Catherine Murphy is an adjunct professor at New York University’s Center for Global Affairs. Her documentary, “Maestra,” is about the Cuban literacy campaign.
After 20 years working to promote academic and cultural exchanges with Cuba, I would not have imagined that in 2014 the U.S. embargo would still be so solidly in place.
The granddaughter of an American raised on the island, I first traveled to Cuba to conduct research in 1992. I was investigating my family’s history and soon discovered the long, shared connection between Cuba and the United States. Our countries and people have influenced each other since before we each became nations. By the 1920s, U.S. citizens and companies owned the majority of land and property on the island. There was extensive trade and travel, and mutual influence in many spheres, including music, film, boxing, literature, architecture, theater and, of course, baseball.
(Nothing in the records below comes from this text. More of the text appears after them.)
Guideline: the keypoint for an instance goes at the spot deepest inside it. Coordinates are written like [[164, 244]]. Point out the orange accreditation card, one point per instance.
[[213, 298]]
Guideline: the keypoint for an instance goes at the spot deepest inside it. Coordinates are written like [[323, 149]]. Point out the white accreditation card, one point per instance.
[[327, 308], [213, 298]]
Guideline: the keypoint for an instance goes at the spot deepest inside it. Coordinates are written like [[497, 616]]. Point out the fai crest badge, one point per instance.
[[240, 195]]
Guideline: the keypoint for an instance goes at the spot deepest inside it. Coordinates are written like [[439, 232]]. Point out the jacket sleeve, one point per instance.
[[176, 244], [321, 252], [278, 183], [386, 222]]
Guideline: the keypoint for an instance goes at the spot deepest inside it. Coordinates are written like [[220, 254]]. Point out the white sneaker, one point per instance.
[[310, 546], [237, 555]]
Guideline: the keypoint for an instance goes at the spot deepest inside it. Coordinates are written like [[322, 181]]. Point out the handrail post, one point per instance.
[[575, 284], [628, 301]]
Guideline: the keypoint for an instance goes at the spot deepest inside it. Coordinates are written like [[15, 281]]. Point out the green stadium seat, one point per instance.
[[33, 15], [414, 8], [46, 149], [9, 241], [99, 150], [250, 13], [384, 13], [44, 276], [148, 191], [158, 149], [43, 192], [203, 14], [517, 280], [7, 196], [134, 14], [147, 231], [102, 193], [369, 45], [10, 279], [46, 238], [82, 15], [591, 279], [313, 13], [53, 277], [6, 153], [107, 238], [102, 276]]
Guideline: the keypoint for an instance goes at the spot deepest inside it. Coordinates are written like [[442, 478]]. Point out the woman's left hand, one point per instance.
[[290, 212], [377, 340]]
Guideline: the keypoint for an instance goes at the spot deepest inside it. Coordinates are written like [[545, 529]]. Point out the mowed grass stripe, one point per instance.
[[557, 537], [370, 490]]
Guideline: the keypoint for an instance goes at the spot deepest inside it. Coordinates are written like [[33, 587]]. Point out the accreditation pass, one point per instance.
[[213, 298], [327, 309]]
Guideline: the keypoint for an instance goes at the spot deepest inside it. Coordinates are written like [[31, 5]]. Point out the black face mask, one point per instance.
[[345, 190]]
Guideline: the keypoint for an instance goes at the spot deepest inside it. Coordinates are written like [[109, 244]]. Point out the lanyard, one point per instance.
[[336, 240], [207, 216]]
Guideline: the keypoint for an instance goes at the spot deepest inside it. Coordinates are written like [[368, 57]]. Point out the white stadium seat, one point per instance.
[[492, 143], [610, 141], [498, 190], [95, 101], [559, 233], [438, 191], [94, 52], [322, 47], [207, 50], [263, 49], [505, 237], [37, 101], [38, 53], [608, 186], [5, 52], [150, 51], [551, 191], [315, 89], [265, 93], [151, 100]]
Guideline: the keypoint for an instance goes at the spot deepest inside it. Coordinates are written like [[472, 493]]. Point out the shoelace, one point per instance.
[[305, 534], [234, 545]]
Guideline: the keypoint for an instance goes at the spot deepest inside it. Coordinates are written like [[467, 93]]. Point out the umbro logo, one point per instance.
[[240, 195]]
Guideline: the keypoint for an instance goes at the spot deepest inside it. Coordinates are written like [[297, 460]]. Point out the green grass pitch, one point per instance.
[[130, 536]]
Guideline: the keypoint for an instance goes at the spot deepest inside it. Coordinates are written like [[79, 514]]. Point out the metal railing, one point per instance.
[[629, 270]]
You could trace the beginnings of Latin Jazz to the moment Chano Pozo began to play with Dizzy Gillespie in the 1940s. Josephine Baker danced in Cuba. Nat King Cole recorded “Cole Español” in Cuba in 1958 with the great pianist Bebo Valdés. Cuban film has also caught the eye of great American directors and actors. Stephen Spielberg, Spike Lee and Benicio del Toro have been to the Havana Film Festival.
Expanding educational and cultural exchanges would benefit both nations. We have much to learn from Cuba – after a massive literacy campaign in 1961, they retain one of the best literacy levels in the hemisphere. They have also developed a highly successful hurricane response system and boast one of the most well-preserved submarine coral reefs on the planet, Jardines de la Reina, off the southern coast.
I’ve had the opportunity to take many American students to Cuba, and it’s always fascinating to see them rethink their initial notions. Cuba defies their stereotypes. Cuban people speak to them everywhere, in the classroom, the streets and on Havana’s Malecón. They are often openly critical of the government, to my students’ surprise. My students come from diverse backgrounds and political orientations, and they offer their own criticisms of the system there, but they also see Cuba opening. And they inevitably question our policy of punishment. Recently one of them, a public policy major, said to me: “My generation wants to move forward. Our current policy is an outdated, inhumane relic of the cold war.”
It’s high time for President Obama to exercise his executive authority to make changes toward normalization of relations with Cuba. Removing all travel restrictions would be a good place to start. Our cultures will be richer for it.